Marxissimus

Bei Kulla eine knappe aber konzise Kritik an einem Angriff des Gegenstandpunkts auf die Marxismusbücher von Michael Heinrich. Dabei folgt der Angriff einem bekannten und alten Denkmuster (das ich persönlich ‘Lukacs-Marxismus’ nenne, obwohl das unfair dem großen Herrn Lukacs gegenüber ist), das Kulla korrekt aufdeckt:

Hier scheint nun Heinrichs Argument falsch zu sein wegen des unerwünschten Schlusses, bei dem er “landet”. Auch im folgenden wird Heinrich dafür kritisiert, daß er “ganz auf der Ebene der moralischen Schuldfrage” bleibt und sie verneint; daß ihm “offenbar nichts wichtiger” sei, “als die ökonomisch Mächtigen aus der Schusslinie zu nehmen”; ja, daß er “die Kapitalisten” “entlastet”. Dabei haben wir es hier weitgehend mit Unterstellungen zu tun.
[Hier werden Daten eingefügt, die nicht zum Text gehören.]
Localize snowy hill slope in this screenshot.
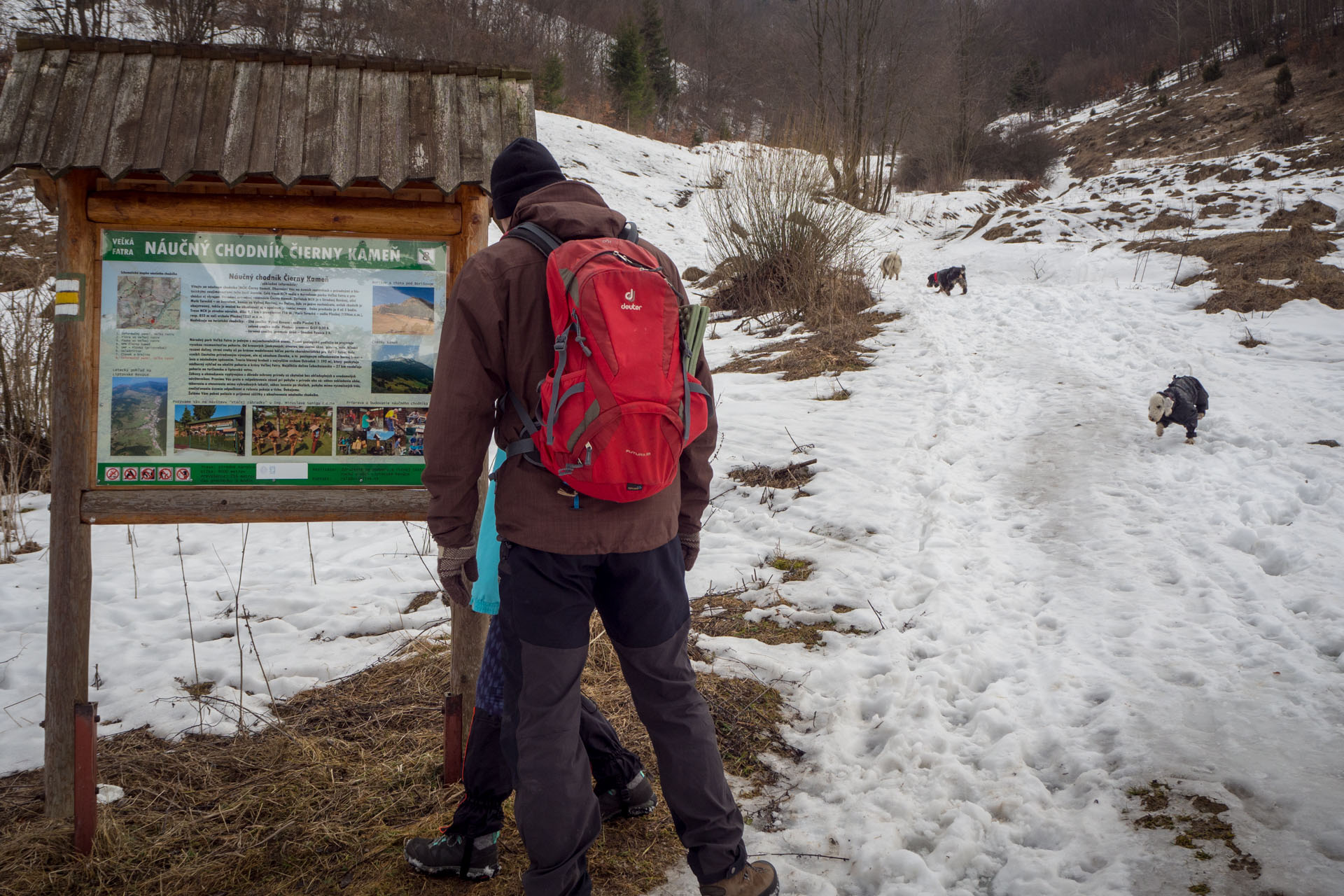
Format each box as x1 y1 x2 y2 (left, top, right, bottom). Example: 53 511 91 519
0 114 1344 896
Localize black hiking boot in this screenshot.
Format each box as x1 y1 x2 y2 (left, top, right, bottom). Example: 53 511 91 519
596 771 659 823
406 827 500 880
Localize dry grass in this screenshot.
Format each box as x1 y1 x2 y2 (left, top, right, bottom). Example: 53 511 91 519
1126 224 1344 314
715 312 900 380
1261 199 1335 230
691 591 836 652
1138 208 1195 234
729 463 816 489
1067 49 1344 183
0 610 790 896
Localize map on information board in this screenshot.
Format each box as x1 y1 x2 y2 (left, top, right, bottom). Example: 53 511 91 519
98 230 447 486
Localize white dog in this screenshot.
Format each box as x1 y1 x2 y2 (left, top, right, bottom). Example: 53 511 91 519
1148 376 1208 444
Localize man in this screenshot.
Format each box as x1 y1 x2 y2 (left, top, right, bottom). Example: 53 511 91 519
424 137 778 896
405 451 659 880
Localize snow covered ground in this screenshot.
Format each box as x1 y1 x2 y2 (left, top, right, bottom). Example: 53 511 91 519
0 114 1344 896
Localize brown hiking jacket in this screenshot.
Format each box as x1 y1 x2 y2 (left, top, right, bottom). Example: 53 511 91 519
422 180 718 554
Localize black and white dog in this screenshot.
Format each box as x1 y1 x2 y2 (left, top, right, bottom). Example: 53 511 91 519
929 267 966 295
1148 376 1208 444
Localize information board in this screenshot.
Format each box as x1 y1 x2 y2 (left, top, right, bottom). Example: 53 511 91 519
97 230 447 486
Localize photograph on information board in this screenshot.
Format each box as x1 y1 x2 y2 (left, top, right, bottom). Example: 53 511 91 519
97 230 447 486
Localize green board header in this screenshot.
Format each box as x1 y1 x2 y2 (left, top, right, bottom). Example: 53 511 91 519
102 230 447 272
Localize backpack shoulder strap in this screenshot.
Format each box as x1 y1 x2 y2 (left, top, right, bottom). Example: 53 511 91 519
504 222 563 258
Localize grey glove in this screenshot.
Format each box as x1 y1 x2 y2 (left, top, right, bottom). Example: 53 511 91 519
438 547 477 607
678 532 700 573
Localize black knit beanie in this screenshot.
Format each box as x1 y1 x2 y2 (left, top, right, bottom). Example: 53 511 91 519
491 137 564 218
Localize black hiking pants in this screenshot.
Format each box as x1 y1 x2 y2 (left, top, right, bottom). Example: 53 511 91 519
447 620 644 839
498 539 746 896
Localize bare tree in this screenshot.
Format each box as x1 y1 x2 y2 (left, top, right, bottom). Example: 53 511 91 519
31 0 111 38
144 0 219 43
806 0 916 211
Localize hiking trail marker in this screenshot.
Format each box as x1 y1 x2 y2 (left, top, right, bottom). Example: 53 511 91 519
0 34 536 852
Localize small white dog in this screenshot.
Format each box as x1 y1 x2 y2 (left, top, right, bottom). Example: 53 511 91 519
1148 376 1208 444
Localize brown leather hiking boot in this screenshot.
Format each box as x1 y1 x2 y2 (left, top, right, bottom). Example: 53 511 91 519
700 862 780 896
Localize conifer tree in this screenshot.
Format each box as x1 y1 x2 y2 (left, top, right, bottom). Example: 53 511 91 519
1008 57 1050 111
640 0 678 108
536 52 564 111
1274 66 1297 106
606 19 654 130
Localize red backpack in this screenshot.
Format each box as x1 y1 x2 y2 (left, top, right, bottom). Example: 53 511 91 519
505 222 710 501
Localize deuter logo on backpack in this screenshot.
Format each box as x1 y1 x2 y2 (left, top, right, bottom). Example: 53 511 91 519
507 223 710 501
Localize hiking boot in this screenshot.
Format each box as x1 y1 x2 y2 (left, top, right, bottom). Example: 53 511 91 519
406 827 500 880
596 771 659 822
700 862 780 896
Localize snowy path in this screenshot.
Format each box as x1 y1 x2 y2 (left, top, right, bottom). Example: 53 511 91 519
706 243 1344 896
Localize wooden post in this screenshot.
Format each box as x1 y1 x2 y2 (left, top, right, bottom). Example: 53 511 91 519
444 693 462 788
447 184 495 750
73 703 98 855
43 171 99 818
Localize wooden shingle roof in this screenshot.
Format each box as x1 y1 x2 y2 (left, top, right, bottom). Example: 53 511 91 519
0 35 536 193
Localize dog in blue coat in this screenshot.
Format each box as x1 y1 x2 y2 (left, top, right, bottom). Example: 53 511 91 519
1148 376 1208 444
929 266 966 295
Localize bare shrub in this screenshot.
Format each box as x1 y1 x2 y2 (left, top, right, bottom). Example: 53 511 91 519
701 148 874 329
0 176 55 561
0 288 51 563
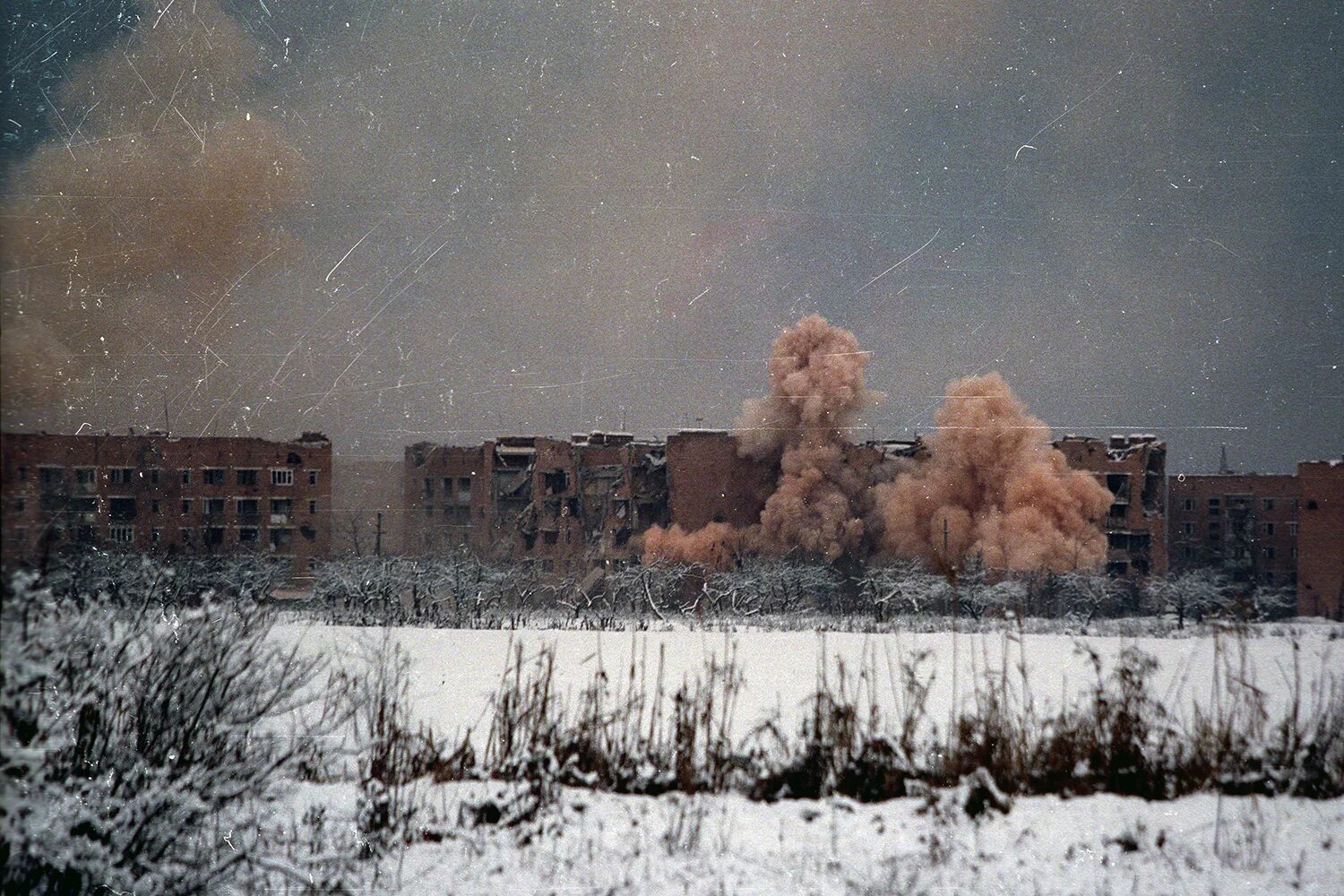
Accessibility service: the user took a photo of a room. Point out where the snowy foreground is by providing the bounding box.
[280,783,1344,896]
[273,624,1344,748]
[262,624,1344,896]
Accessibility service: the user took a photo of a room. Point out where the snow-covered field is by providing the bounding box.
[274,624,1344,747]
[278,783,1344,896]
[256,624,1344,896]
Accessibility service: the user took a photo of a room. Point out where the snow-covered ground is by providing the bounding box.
[262,624,1344,896]
[274,622,1344,745]
[280,783,1344,896]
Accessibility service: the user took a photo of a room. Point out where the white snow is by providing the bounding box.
[274,624,1344,748]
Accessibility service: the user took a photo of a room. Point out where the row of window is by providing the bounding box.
[1182,544,1297,560]
[1180,498,1314,516]
[16,466,319,487]
[425,476,472,504]
[13,524,307,548]
[13,497,317,520]
[1180,521,1297,540]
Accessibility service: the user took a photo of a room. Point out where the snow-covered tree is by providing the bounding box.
[1144,568,1233,629]
[0,576,349,896]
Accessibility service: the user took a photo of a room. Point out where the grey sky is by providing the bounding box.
[4,0,1344,471]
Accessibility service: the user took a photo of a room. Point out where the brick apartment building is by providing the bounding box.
[1054,435,1168,578]
[0,433,332,578]
[1297,460,1344,621]
[1168,473,1301,587]
[667,430,929,532]
[405,433,668,570]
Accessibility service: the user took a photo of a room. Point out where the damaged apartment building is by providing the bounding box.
[405,433,668,570]
[0,433,332,579]
[1054,434,1167,578]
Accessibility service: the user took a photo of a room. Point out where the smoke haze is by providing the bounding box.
[3,0,306,419]
[875,374,1112,573]
[644,315,1112,573]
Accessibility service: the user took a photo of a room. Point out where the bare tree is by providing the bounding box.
[0,578,349,896]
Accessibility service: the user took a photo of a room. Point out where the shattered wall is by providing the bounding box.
[1054,435,1168,576]
[0,433,332,578]
[1297,460,1344,621]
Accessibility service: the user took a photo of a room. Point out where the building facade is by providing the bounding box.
[0,433,332,578]
[1168,473,1301,589]
[405,433,668,570]
[1054,435,1168,578]
[1297,460,1344,621]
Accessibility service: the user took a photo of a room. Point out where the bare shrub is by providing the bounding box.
[0,576,347,893]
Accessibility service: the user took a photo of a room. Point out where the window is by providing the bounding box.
[108,498,136,520]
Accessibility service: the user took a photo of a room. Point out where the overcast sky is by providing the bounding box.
[0,0,1344,471]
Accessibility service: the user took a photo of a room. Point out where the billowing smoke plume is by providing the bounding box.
[645,315,1110,571]
[644,522,749,570]
[645,314,879,567]
[737,314,878,560]
[875,374,1112,571]
[3,0,304,411]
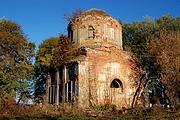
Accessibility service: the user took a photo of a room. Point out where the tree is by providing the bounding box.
[34,37,59,102]
[123,16,180,108]
[149,31,180,105]
[34,35,69,102]
[0,19,35,105]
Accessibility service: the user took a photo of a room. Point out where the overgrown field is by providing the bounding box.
[0,102,180,120]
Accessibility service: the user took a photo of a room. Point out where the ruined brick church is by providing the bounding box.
[46,9,138,108]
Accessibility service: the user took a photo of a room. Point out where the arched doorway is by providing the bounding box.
[110,79,123,90]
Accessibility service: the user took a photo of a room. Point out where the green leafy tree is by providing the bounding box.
[34,35,69,102]
[0,19,35,105]
[149,31,180,106]
[34,37,59,102]
[123,16,180,108]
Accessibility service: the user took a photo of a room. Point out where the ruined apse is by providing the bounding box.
[47,9,138,108]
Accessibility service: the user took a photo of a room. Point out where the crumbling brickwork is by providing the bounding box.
[48,9,136,108]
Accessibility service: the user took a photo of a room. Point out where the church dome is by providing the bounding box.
[68,9,122,49]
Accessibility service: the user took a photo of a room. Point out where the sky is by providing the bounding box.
[0,0,180,47]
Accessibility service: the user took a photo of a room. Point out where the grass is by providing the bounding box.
[0,105,180,120]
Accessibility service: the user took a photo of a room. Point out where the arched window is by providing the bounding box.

Heinrich weist lediglich immer wieder darauf hin, daß das Handeln der “ökonomisch Mächtigen” nicht schlimmer ist als das, was alle anderen tun, sofern sie das Funktionieren des kapitalistischen Systems aufrechterhalten. […]

Und was ist mit den Arbeitern? Die gelten dem GSP vor allem als “Opfer der Produktionsweise”. Von ihrem eigenen Interesse als Lohnarbeitskraftbehälter und Warenbesitzer – keine Rede. Von ihrer immer wieder demonstrierten Bereitschaft, die herrschende Ordnung zu verteidigen, ja noch zu verschärfen – kein Wort.

Bemerkenswert – und lesenwert (wenn auch schwerlich informativ) auch die auf die auf den Post folgende, außerordentlich knochenköpfige Diskussion.